In the months before the incident in the Azov, Russia began ‘passively’ restricting the imports and exports from the Berdyansk and Mariupol. The low 33m gauge of the bridge has created a barrier to some vessels. This, along with Russia’s prohibition of ships exceeding 160m in length, has stopped over 140 of regular vessels from operating in the Azov Sea – totalling 23% of usual vessels and 43% of cargo tonnage. The disruption of ships by Russian authorities leading to detentions has also become commonplace in the area. Experts have estimated that detention costs the shipowner approximately $15,000 a day, reportedly the average detention time is around five days, but increasing. The threat of such high costs to shipowners has meant diversion from the Azov routes.

The blockade of the Azov is affecting the surrounding economy; trade and industries are starting to suffer. Prices are rising, businesses are struggling, and job uncertainty is high in the port’s local areas. The construction of the bridge has lost Mariupol an annual contract for 1m tonnes for the transportation of pig iron to the U.S. and 350,500 tonnes of steel products for the countries of southeast Asia. The Ukrainian Minister for Infrastructure, Volodymyr Omelyan, said, the Ukrainian maritime sector has lost around UAH10bn (€316m) as a result of the Russian blockade of country’s Azov Sea ports. Since January 2019, Mariupol ship calls have declined by 15% compared to the same period in 2018 and Berdyansk’s cargo transshipments fell by 22% from Spring 2018 to December 2018. Mariupol has lost more than half of its export countries after the onset of the political crisis – in 2012 the port exported cargo to 58 countries, today it only serves 24. Mariupol reported the volume of cargo handling has decreased by nearly three times since 2013 (pre-annexation). In 2013, it totalled 14.6m tonnes, by the end of 2018 the figure was 5.3m tonnes.

What’s interesting is that in the first two months of 2019, Ukraine’s Black Sea ports have seen an increase in cargo handling of 2.5m tonnes when compared to the same period in 2017. The troublesome Azov has meant ships are avoiding the area and therefore attending the western ports.

Despite Russia ‘throwing its weight around’ Ukraine does not appear to be giving in.
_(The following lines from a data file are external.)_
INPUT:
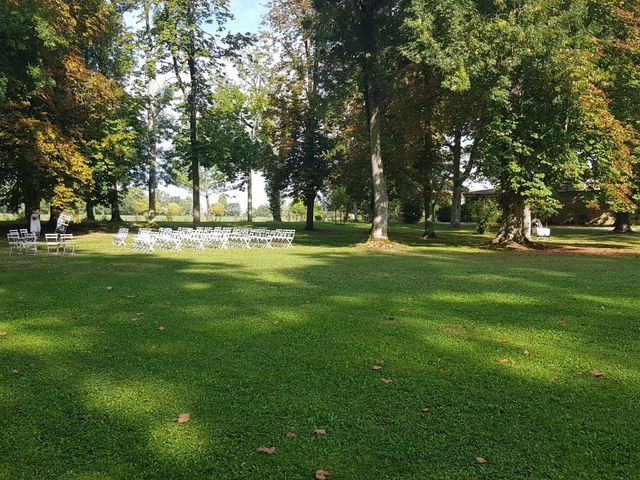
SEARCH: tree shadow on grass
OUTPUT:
[0,249,640,479]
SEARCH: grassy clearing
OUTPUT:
[0,225,640,480]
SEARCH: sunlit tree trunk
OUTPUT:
[247,169,253,223]
[360,2,389,241]
[304,193,316,230]
[613,212,633,233]
[450,129,464,228]
[109,182,122,222]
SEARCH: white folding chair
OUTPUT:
[113,228,129,247]
[44,233,60,255]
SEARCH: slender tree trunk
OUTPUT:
[23,177,42,223]
[110,183,122,222]
[87,198,96,221]
[304,193,316,230]
[304,193,316,230]
[247,169,253,223]
[187,29,200,225]
[269,190,282,222]
[360,2,389,241]
[450,129,464,228]
[144,0,158,222]
[422,176,437,239]
[46,204,62,232]
[613,212,633,233]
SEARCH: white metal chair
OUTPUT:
[113,228,129,247]
[7,233,24,255]
[44,233,60,255]
[531,219,551,238]
[60,233,76,255]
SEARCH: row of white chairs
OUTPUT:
[113,227,295,253]
[7,229,76,255]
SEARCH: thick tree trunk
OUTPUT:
[304,193,316,230]
[450,129,464,228]
[87,198,96,221]
[247,169,253,223]
[109,184,122,222]
[422,176,437,239]
[613,213,633,233]
[360,2,389,241]
[493,194,531,244]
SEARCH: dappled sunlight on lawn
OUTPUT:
[0,223,640,480]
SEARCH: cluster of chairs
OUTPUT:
[7,228,76,255]
[113,227,296,253]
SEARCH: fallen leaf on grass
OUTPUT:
[176,413,191,424]
[445,327,467,335]
[256,447,276,455]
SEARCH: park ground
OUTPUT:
[0,224,640,480]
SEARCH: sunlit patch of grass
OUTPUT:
[0,224,640,480]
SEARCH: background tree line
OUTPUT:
[0,0,640,242]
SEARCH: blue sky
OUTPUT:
[226,0,266,33]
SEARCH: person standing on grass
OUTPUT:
[29,208,40,237]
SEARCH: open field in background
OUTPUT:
[0,223,640,480]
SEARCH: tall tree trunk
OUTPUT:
[493,192,531,244]
[144,0,158,222]
[87,197,96,221]
[613,212,633,233]
[269,190,282,222]
[450,129,464,228]
[109,182,122,222]
[304,193,316,230]
[23,176,42,224]
[359,2,389,241]
[422,176,436,239]
[247,169,253,223]
[188,26,200,225]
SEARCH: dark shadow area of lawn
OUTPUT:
[0,246,640,479]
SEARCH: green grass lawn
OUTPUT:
[0,224,640,480]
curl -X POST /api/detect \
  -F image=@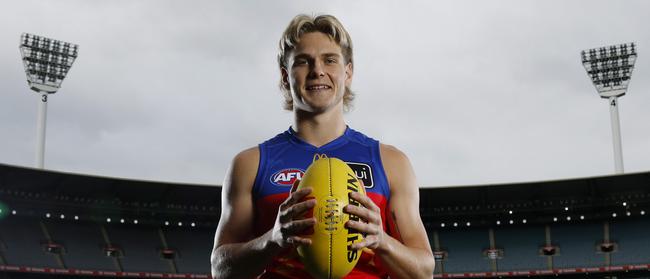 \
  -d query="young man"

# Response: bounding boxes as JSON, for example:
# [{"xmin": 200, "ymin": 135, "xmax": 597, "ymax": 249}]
[{"xmin": 211, "ymin": 15, "xmax": 435, "ymax": 278}]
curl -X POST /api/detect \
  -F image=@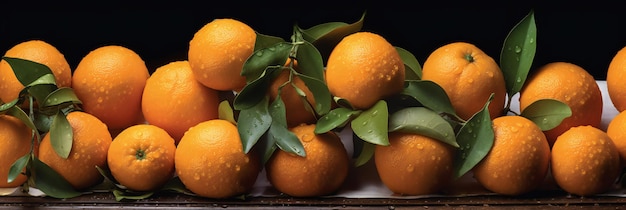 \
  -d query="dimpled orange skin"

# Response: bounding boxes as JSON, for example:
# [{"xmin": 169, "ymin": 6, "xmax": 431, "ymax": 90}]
[
  {"xmin": 174, "ymin": 119, "xmax": 261, "ymax": 198},
  {"xmin": 265, "ymin": 124, "xmax": 350, "ymax": 197},
  {"xmin": 606, "ymin": 111, "xmax": 626, "ymax": 167},
  {"xmin": 72, "ymin": 45, "xmax": 150, "ymax": 130},
  {"xmin": 107, "ymin": 124, "xmax": 176, "ymax": 191},
  {"xmin": 0, "ymin": 114, "xmax": 32, "ymax": 188},
  {"xmin": 519, "ymin": 62, "xmax": 604, "ymax": 146},
  {"xmin": 187, "ymin": 18, "xmax": 256, "ymax": 91},
  {"xmin": 0, "ymin": 40, "xmax": 72, "ymax": 103},
  {"xmin": 472, "ymin": 116, "xmax": 550, "ymax": 195},
  {"xmin": 551, "ymin": 125, "xmax": 621, "ymax": 196},
  {"xmin": 374, "ymin": 132, "xmax": 456, "ymax": 195},
  {"xmin": 141, "ymin": 61, "xmax": 219, "ymax": 144},
  {"xmin": 422, "ymin": 42, "xmax": 506, "ymax": 120},
  {"xmin": 326, "ymin": 32, "xmax": 405, "ymax": 110},
  {"xmin": 39, "ymin": 111, "xmax": 113, "ymax": 190}
]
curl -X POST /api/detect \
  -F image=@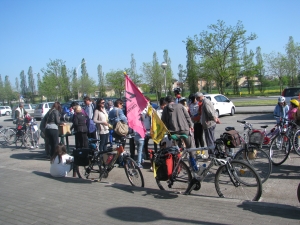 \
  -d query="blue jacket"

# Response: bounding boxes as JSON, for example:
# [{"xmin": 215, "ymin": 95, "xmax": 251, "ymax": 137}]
[
  {"xmin": 273, "ymin": 104, "xmax": 289, "ymax": 124},
  {"xmin": 108, "ymin": 107, "xmax": 128, "ymax": 126}
]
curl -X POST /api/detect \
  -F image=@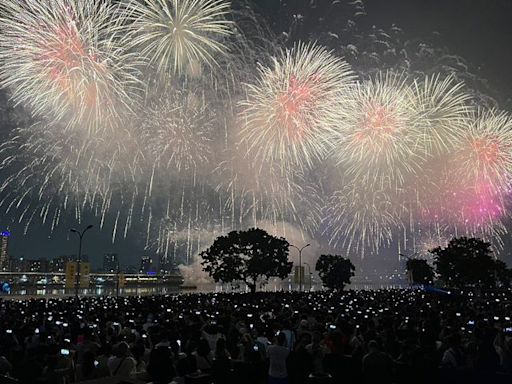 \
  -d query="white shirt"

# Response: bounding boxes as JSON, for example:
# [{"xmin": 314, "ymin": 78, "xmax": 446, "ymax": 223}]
[
  {"xmin": 267, "ymin": 345, "xmax": 290, "ymax": 378},
  {"xmin": 107, "ymin": 356, "xmax": 137, "ymax": 376}
]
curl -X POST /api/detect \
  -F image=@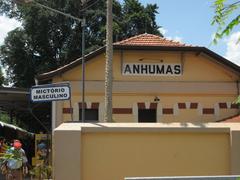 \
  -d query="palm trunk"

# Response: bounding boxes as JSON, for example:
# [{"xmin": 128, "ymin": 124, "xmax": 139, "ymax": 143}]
[{"xmin": 104, "ymin": 0, "xmax": 113, "ymax": 122}]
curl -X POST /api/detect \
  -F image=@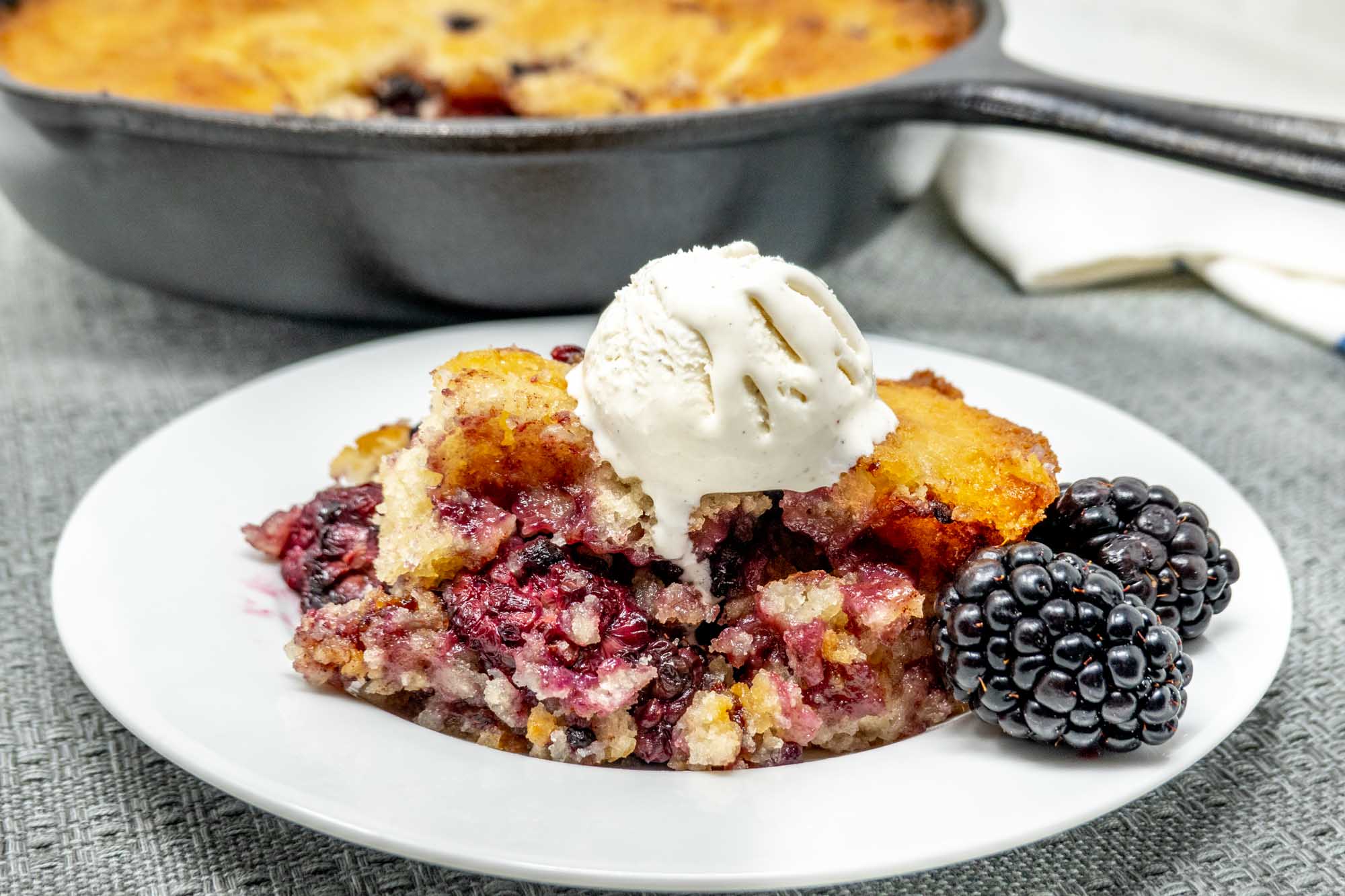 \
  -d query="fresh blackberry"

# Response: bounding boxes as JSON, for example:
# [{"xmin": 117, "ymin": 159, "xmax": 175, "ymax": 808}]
[
  {"xmin": 1029, "ymin": 477, "xmax": 1239, "ymax": 641},
  {"xmin": 933, "ymin": 541, "xmax": 1192, "ymax": 752}
]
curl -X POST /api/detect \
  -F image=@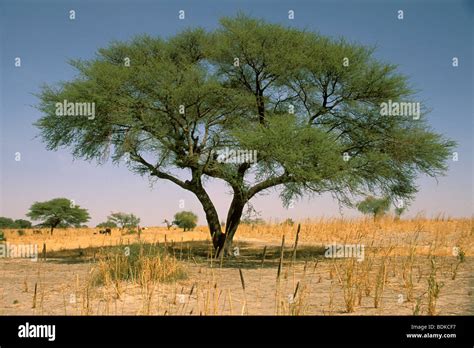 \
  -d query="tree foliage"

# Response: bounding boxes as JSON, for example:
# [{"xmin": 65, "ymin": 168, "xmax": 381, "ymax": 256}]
[
  {"xmin": 36, "ymin": 14, "xmax": 455, "ymax": 253},
  {"xmin": 26, "ymin": 198, "xmax": 90, "ymax": 234},
  {"xmin": 105, "ymin": 212, "xmax": 140, "ymax": 229},
  {"xmin": 357, "ymin": 196, "xmax": 390, "ymax": 220},
  {"xmin": 96, "ymin": 220, "xmax": 117, "ymax": 228},
  {"xmin": 173, "ymin": 211, "xmax": 198, "ymax": 231},
  {"xmin": 0, "ymin": 216, "xmax": 31, "ymax": 228}
]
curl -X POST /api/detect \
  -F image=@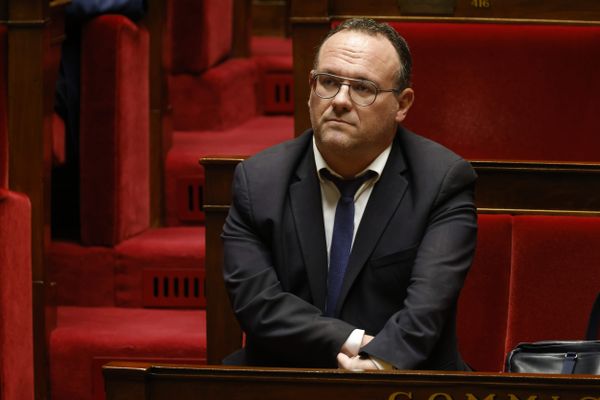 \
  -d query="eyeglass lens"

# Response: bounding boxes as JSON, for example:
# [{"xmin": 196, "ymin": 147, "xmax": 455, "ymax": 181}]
[{"xmin": 315, "ymin": 74, "xmax": 377, "ymax": 106}]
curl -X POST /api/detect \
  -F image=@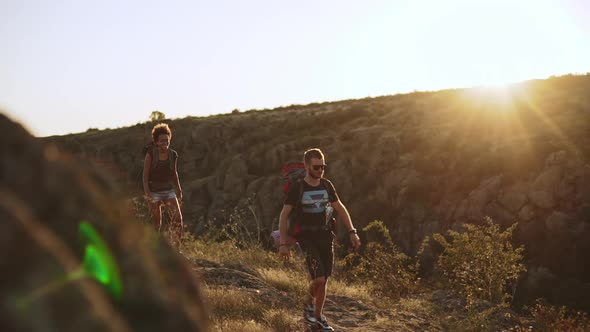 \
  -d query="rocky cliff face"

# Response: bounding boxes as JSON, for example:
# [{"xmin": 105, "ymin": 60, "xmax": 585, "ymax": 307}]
[
  {"xmin": 47, "ymin": 75, "xmax": 590, "ymax": 310},
  {"xmin": 0, "ymin": 114, "xmax": 208, "ymax": 332}
]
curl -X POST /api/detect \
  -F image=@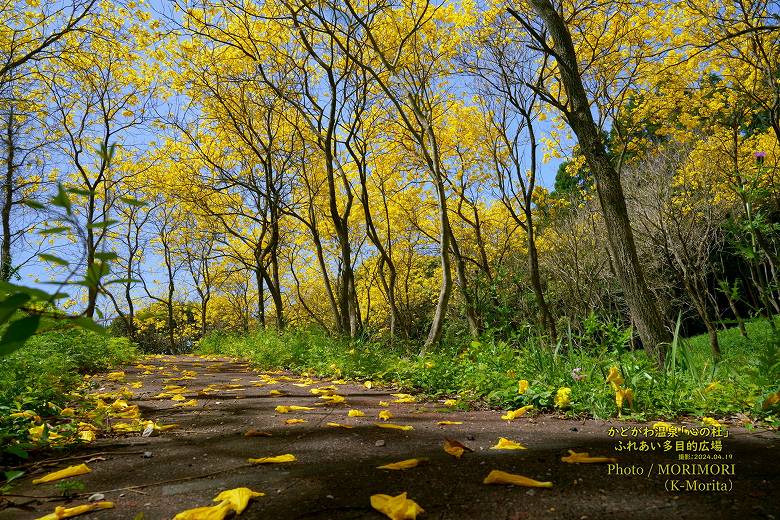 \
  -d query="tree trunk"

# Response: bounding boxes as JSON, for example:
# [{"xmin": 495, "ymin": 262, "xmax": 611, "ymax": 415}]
[
  {"xmin": 525, "ymin": 218, "xmax": 558, "ymax": 344},
  {"xmin": 422, "ymin": 178, "xmax": 452, "ymax": 353},
  {"xmin": 450, "ymin": 233, "xmax": 479, "ymax": 339},
  {"xmin": 529, "ymin": 0, "xmax": 671, "ymax": 365},
  {"xmin": 255, "ymin": 266, "xmax": 265, "ymax": 329},
  {"xmin": 0, "ymin": 105, "xmax": 16, "ymax": 282}
]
The President of Ukraine, Petro Poroshenko, said, “We are talking about Azov as the point of resistance to Russian aggression at sea. From our side, the development of infrastructure of this region is important both in terms of enhancing security and in terms of stimulating the growth of the economic and socio-cultural development of the region”. Backed by much of the Western world, there have been three rounds of sanctions against Russia during this crisis, starting from 2014 to present day. The U.S., Canada and the EU have led in imposing the sanctions and firmly believe in Ukraine’s sovereignty. With this support, Ukraine is determined to navigate around the blockade. It plans to reroute commodities to the Black Sea. The Ukrainian railways have said where they can they will assist in the transportation of goods to the Black Sea ports. The Azov region’s infrastructure is lacking with poor road and rail connections. The EU is keen to aid Ukrainian modernisation and growth and restore the infrastructure. It is vital for national security as well as the economy.